Lentera Pos- Usulan mengejutkan datang dari Lembaga Kajian Keilmuan Fakultas Hukum Universitas Indonesia (LK2 FHUI) terkait revisi Kitab Undang-Undang Hukum Acara Pidana (RKUHAP). Dalam rapat dengar pendapat umum (RDPU) di Komisi III DPR, Kamis (19/6), LK2 FHUI mendesak agar upaya paksa terhadap tersangka dan saksi harus mendapat izin hakim melalui penuntut umum. Langkah ini, menurut mereka, krusial untuk melindungi hak asasi manusia (HAM) dalam proses penegakan hukum.
Direktur Eksekutif LK2 FHUI, Daffa Putra Pratama, menjelaskan bahwa usulan ini dilatarbelakangi oleh praktik upaya paksa yang seringkali mengabaikan HAM. Meskipun KUHAP mengatur upaya paksa dalam pasal 16-46, pelaksanaannya masih jauh dari ideal. LK2 FHUI mendorong agar RKUHAP yang baru mengutamakan keadilan restoratif, rehabilitatif, dan restitusif. Lebih lanjut, mereka juga merekomendasikan integrasi teknologi informasi digital dalam proses peradilan pidana.

Senada dengan LK2 FHUI, Badan Eksekutif Mahasiswa Universitas Lampung (BEM Unila) dan BEM Universitas Bandar Lampung (UBL) juga menyuarakan keprihatinan yang sama. Ketua BEM Unila, Ammar Fauzan, menekankan perlunya pengawasan ketat terhadap upaya paksa dengan melibatkan hakim. Ia menyoroti kecenderungan penegakan hukum yang tajam ke bawah dan tumpul ke atas, serta mendesak penguatan peran jaksa dalam mengawasi proses penyidikan. Beberapa kasus yang menjadi sorotan antara lain kasus pemerasan di konser DWP, penembakan siswa SMK di Semarang, dan kasus Afif Maulana.

Related Post
Presiden BEM FH UBL, Alfin Sanjaya, menambahkan empat prinsip yang harus dipenuhi dalam upaya paksa: hanya dilakukan oleh pihak yang berwenang, proporsional dan tidak berlebihan, seizin pengadilan, serta akuntabel dan transparan. Ia juga menekankan pentingnya pembuatan berita acara resmi, termasuk untuk alat bukti elektronik.
Menanggapi usulan tersebut, Ketua Komisi III DPR, Habiburokhman, menyatakan bahwa Komisi III akan menyerap aspirasi dari berbagai pihak dan memprioritaskan penyusunan RKUHAP yang mampu memberikan keadilan bagi seluruh warga negara. Pembahasan resmi RKUHAP bersama pemerintah ditargetkan selesai dalam dua masa sidang setelah masa reses.

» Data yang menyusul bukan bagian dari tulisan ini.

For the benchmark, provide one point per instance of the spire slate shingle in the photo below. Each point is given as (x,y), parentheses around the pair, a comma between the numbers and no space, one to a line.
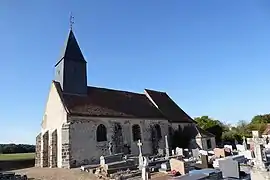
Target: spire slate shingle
(71,50)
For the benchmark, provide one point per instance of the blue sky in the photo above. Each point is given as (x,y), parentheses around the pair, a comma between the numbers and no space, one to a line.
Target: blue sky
(211,57)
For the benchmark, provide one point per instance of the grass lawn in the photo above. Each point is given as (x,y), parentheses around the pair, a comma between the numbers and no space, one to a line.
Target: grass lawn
(19,156)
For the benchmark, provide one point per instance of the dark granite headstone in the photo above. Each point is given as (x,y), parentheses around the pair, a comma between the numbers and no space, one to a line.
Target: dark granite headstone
(229,168)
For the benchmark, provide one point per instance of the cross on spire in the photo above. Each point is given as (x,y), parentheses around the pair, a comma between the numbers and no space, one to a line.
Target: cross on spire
(71,20)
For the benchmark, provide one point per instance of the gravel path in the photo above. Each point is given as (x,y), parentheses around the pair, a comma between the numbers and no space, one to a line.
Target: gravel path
(55,174)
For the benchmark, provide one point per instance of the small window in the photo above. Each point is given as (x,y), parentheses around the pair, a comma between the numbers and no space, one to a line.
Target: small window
(158,131)
(209,146)
(136,132)
(101,133)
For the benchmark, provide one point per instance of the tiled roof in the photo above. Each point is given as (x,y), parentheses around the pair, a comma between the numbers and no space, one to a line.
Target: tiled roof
(114,103)
(203,133)
(109,103)
(168,107)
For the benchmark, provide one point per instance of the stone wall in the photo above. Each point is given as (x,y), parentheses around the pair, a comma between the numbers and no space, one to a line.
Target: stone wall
(53,149)
(38,151)
(66,144)
(45,150)
(83,141)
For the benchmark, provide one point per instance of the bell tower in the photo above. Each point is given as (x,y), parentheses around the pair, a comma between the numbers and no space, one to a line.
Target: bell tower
(70,70)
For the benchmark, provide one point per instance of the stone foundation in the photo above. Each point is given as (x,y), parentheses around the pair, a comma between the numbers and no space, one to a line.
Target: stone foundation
(66,155)
(53,149)
(38,151)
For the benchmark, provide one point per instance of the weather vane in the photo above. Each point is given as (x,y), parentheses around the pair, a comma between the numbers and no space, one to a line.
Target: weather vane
(71,20)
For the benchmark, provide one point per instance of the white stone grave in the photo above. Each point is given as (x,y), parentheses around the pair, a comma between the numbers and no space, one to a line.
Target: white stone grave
(258,143)
(179,151)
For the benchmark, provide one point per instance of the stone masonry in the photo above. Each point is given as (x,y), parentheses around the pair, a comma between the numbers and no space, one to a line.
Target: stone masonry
(44,150)
(53,149)
(38,150)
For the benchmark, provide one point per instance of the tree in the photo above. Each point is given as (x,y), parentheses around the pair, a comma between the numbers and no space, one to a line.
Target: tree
(213,126)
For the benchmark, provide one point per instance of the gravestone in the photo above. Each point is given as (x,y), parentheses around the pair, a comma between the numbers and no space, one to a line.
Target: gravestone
(196,153)
(203,152)
(244,143)
(167,150)
(145,169)
(140,154)
(230,168)
(222,152)
(160,152)
(204,160)
(110,148)
(228,146)
(179,151)
(240,148)
(179,166)
(258,143)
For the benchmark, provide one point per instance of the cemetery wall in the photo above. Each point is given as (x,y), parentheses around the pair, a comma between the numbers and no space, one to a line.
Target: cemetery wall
(83,137)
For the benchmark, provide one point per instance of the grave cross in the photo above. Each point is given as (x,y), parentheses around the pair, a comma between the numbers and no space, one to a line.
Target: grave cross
(140,147)
(167,147)
(257,142)
(140,154)
(244,143)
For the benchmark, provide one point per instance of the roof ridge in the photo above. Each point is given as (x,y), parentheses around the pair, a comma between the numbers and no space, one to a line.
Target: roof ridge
(110,89)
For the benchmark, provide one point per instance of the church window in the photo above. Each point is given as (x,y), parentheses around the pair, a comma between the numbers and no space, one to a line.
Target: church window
(209,144)
(158,131)
(101,133)
(136,132)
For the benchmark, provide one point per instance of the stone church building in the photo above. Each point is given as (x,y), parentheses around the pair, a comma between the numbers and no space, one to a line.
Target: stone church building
(80,121)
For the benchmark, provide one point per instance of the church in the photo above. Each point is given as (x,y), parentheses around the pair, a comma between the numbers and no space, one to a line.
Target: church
(80,122)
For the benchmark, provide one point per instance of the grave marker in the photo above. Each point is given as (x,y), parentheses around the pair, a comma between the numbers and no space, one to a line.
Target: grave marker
(179,151)
(145,169)
(258,146)
(167,147)
(140,154)
(230,168)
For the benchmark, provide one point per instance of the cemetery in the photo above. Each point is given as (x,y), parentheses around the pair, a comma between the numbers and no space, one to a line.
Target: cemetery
(249,160)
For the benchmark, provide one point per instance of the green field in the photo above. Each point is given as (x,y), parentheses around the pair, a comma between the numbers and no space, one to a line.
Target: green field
(19,156)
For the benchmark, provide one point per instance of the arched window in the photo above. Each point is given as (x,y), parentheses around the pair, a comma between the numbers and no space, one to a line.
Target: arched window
(136,132)
(101,133)
(158,131)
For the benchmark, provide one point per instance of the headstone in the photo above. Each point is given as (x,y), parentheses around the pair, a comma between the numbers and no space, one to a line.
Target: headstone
(204,160)
(145,169)
(178,166)
(160,152)
(247,154)
(228,146)
(196,153)
(110,148)
(167,147)
(179,151)
(258,147)
(230,168)
(240,147)
(203,152)
(222,152)
(140,154)
(244,143)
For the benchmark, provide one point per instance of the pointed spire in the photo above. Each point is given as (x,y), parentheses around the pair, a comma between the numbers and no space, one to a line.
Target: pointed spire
(71,49)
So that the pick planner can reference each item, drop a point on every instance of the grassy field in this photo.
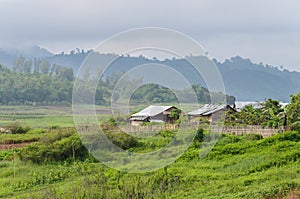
(40, 116)
(237, 167)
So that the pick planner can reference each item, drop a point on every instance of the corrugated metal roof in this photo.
(208, 109)
(151, 111)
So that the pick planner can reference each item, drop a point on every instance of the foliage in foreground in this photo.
(237, 167)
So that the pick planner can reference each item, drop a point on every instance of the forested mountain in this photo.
(242, 78)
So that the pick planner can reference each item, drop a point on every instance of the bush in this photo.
(199, 135)
(122, 140)
(69, 148)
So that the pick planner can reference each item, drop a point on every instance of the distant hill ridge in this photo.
(242, 78)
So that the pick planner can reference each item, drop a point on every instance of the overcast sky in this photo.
(263, 30)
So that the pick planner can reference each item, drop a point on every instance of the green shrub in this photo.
(68, 149)
(19, 129)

Perdebatan seputar RKUHAP ini menunjukkan betapa pentingnya peran serta masyarakat sipil dalam mengawal proses legislasi. Ke depan, kita perlu mencermati bagaimana DPR akan mengakomodasi usulan-usulan tersebut dan menciptakan sistem peradilan pidana yang lebih berkeadilan dan menjunjung tinggi HAM. Keterlibatan aktif dari berbagai elemen masyarakat, termasuk akademisi dan mahasiswa, akan menjadi kunci keberhasilan reformasi hukum di Indonesia.